There's no great mystery, I think, why equal opportunity is suddenly so salient. When economic times are good, and opportunities seem abundant, we worry less about questions of who has them and who doesn't. When times are tough, as they've been for quite a few years, all of the policy issues that "equal opportunity" calls to mind seem that much more urgent.
Thus, this is an opportune moment to be talking about equal opportunity. I'm happy to report that my own contribution to that conversation, a book called Bottlenecks: A New Theory of Equal Opportunity, is now out! For now, here is a brief abstract of what I have to say in the book. In a series of posts here and elsewhere over the coming weeks and months, I'll flesh out these ideas. (And I'll update this post with links to the full series as it develops.) Here goes:
Equal opportunity is a powerful idea, and one with extremely broad appeal in contemporary politics, political theory, and law. But what does it mean? On close examination, the most attractive existing conceptions of equal opportunity turn out to be impossible to achieve in practice, or even in theory. As long as families are free to raise their children differently, no two people's opportunities will be equal; nor is it possible to disentangle someone's abilities or talents from her background advantages and disadvantages. Moreover, given different abilities and disabilities, different people need different opportunities, confounding most ways of imagining what counts as "equal."

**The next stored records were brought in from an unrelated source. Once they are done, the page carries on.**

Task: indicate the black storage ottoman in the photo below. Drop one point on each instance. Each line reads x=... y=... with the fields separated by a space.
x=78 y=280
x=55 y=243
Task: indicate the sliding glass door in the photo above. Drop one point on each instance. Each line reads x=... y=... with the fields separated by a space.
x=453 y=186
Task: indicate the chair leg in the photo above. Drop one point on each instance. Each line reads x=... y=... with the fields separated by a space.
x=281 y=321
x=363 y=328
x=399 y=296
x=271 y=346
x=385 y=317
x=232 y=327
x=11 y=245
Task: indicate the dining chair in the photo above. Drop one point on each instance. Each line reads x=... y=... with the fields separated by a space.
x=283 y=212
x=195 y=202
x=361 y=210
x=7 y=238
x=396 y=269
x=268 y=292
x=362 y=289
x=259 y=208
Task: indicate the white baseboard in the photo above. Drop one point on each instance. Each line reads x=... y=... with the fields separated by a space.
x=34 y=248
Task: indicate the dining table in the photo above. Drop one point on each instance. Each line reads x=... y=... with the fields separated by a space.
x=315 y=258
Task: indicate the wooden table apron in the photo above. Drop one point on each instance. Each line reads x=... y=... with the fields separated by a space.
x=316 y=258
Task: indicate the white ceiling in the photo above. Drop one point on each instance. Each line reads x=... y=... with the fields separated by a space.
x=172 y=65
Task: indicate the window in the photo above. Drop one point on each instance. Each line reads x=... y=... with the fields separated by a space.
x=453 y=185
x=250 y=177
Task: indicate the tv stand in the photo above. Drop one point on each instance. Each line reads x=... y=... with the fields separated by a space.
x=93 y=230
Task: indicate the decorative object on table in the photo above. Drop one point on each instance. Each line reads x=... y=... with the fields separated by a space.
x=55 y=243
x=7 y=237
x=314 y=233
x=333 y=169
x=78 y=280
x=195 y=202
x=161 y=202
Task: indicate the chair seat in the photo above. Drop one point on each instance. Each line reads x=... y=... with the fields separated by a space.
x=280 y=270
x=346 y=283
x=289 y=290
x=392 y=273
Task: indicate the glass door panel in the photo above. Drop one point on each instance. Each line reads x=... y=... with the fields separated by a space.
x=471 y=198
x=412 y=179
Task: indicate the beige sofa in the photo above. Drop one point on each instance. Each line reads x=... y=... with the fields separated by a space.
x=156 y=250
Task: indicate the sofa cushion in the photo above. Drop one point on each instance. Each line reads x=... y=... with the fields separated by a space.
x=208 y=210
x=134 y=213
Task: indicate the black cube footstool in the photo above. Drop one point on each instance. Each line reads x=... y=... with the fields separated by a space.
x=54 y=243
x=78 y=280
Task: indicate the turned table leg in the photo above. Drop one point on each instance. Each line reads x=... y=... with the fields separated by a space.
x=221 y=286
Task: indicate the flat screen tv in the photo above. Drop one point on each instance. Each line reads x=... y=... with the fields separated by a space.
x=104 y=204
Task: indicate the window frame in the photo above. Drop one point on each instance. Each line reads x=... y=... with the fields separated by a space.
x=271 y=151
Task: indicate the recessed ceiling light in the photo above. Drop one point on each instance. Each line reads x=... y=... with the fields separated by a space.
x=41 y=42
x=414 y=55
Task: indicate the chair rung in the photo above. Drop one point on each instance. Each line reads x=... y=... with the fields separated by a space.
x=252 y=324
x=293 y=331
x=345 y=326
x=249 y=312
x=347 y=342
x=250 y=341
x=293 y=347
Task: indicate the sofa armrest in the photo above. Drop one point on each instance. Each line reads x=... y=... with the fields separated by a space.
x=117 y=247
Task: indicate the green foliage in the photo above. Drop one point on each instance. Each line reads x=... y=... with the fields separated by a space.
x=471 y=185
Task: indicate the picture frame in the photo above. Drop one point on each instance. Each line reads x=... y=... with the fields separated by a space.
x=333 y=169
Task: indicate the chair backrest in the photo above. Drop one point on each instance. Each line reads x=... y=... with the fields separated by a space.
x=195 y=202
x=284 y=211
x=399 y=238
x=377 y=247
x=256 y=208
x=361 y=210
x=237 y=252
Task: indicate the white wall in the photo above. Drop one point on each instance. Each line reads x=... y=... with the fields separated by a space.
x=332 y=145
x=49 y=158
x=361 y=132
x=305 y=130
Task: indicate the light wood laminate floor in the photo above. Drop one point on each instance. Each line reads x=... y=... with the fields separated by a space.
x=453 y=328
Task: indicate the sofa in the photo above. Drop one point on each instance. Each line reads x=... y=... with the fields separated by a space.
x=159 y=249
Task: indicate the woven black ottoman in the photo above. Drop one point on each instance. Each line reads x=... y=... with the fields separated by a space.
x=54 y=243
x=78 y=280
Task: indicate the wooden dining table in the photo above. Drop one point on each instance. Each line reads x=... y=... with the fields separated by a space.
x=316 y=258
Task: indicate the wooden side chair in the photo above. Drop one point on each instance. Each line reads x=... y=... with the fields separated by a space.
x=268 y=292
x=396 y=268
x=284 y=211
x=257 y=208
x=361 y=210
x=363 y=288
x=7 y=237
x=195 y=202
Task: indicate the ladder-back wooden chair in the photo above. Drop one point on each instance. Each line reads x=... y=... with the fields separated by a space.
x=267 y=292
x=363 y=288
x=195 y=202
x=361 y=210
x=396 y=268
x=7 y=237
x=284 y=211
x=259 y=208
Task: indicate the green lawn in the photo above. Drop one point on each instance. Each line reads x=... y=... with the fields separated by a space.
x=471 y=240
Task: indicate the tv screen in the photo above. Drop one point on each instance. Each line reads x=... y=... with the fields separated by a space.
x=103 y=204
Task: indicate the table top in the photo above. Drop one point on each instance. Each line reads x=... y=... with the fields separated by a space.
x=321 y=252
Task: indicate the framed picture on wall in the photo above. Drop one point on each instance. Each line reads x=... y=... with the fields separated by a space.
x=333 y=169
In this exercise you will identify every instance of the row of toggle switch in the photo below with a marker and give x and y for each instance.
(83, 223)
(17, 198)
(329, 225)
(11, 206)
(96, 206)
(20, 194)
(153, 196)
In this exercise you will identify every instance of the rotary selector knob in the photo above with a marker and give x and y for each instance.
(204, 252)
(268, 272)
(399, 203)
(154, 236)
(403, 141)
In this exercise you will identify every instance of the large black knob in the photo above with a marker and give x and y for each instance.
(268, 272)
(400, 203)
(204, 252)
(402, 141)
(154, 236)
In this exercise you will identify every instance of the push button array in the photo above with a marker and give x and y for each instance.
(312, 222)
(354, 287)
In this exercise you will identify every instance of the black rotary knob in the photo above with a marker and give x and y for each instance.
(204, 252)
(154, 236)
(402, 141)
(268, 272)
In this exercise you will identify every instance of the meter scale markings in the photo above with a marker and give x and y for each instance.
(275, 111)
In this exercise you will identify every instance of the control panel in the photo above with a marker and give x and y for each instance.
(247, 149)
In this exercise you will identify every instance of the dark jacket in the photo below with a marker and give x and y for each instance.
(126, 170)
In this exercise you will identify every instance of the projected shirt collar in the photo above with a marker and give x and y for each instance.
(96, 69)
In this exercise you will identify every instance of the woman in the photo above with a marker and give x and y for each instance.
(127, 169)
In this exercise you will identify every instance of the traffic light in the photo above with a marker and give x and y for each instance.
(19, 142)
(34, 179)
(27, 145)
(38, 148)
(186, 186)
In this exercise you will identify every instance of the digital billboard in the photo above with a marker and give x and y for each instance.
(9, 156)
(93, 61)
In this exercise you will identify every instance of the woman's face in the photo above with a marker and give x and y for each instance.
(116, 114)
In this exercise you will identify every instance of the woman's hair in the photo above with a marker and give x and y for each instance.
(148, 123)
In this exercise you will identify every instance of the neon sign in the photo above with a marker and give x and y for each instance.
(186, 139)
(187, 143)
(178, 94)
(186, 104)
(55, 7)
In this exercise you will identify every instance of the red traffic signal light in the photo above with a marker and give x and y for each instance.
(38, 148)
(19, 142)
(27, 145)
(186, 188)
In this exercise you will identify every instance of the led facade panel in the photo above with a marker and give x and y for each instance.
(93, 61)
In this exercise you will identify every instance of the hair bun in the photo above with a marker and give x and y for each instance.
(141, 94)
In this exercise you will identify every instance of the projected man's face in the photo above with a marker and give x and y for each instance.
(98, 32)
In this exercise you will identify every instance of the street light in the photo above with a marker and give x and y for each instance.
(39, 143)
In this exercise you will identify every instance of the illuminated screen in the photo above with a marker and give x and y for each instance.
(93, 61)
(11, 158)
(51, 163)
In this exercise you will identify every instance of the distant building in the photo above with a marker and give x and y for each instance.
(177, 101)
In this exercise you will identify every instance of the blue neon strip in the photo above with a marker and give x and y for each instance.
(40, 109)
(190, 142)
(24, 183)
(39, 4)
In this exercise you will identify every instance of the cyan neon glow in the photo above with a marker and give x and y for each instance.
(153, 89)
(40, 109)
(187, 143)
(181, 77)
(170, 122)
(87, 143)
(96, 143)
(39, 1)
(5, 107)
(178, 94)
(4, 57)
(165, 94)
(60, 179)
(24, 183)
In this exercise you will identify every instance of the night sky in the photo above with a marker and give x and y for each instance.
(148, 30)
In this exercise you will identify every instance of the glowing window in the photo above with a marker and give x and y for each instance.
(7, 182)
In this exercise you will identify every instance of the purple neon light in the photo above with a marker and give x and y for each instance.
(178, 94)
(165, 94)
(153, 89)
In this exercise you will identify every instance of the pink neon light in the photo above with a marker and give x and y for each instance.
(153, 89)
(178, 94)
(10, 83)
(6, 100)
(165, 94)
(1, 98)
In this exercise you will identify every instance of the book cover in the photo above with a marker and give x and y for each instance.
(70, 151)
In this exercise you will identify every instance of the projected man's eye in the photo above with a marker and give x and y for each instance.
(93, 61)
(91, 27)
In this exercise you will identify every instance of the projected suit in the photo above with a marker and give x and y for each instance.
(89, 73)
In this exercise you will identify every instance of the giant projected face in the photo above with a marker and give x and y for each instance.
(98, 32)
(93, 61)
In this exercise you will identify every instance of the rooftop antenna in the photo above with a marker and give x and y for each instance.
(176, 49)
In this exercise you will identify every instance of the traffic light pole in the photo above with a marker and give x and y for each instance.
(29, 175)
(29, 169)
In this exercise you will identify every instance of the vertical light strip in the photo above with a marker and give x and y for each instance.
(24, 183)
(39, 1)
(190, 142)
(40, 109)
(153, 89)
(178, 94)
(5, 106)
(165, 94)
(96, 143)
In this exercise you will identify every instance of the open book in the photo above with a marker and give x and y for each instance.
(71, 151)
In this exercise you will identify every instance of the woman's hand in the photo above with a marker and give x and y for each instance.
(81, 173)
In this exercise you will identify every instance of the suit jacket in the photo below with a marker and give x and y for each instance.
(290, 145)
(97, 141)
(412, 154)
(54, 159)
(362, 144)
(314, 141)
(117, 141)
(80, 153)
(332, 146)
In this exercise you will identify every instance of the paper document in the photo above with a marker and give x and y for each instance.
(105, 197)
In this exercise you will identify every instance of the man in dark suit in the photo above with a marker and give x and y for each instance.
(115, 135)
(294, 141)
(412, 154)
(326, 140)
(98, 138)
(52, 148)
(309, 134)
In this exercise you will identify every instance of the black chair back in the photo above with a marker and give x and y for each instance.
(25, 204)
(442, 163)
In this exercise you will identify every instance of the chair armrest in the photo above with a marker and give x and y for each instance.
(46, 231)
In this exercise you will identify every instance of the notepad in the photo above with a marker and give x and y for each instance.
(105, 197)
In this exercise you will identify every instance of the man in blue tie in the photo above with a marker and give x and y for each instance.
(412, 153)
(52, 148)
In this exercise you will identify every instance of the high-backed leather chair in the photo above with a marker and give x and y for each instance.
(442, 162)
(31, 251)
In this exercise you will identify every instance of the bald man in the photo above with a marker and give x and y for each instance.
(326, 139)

This book proposes an entirely new way of thinking about the project of equal opportunity. Instead of focusing on the chimera of literal equalization, we ought to work to broaden the range of opportunities open to people at every stage in life. We can achieve this in part by loosening the bottlenecks that constrain access to opportunities--the narrow places through which people must pass in order to pursue many life paths that open out on the other side. A bottleneck might be a test like the SAT, a credential requirement like a college degree, or a skill like speaking English. It might be membership in a favored caste or racial group. Bottlenecks are part of the opportunity structure of every society. But their severity varies. By loosening them, we can build a more open and pluralistic opportunity structure in which people have more of a chance, throughout their lives, to pursue paths they choose for themselves--rather than those dictated by limited opportunities. This book develops this idea and other elements of opportunity pluralism, then applies this approach to several contemporary egalitarian policy problems: class and access to education, workplace flexibility and work/family conflict, and antidiscrimination law.